Buying practices are heavily influenced by their peers, what’s trending on social media, and what is perceived to be ethical. They view purchasing as an expression of identity. Ethical concerns are of the highest priority when making decisions about which businesses they patronize.
When considering how to approach Generation Z from a customer service standpoint remember:
- Generation Z speaks the language of the internet. They are comfortable with all forms of digital communication. Omnichannel is a must.
- Phone calls are less of a taboo with this generation than Gen X or Millennials.
- As truth seekers Generation Z jumps at the chance to provide experiential information about your organization.
- Always put your best face forward or risk going viral.
- Make immediacy a priority.
Why focus CX investments on Millennials & Generation Z?
Generation Z is the largest yet.

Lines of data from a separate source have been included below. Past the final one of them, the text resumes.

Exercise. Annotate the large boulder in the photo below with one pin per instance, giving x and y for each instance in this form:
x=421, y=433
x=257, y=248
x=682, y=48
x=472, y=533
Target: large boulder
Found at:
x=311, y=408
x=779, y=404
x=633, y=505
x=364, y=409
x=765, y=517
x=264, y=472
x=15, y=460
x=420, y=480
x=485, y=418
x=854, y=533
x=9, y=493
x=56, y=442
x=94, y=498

Its oldest members are 24 years old while its youngest are just 9. The whole of the generation will reach adulthood in 2030.
One study projects that by 2030 Millennials and Gen Zers will outnumber Generation X by two million members. The oldest Millennials are now 40, reaching mid-career, and despite crippling education debt, they’re foregoing leases to make up the fastest-growing segment of mortgage seekers as of 2021.
As the largest and youngest generations with upward earning potential and increasing spending power, it is important for businesses to understand Millennial and Gen Z buying habits and customer service expectations.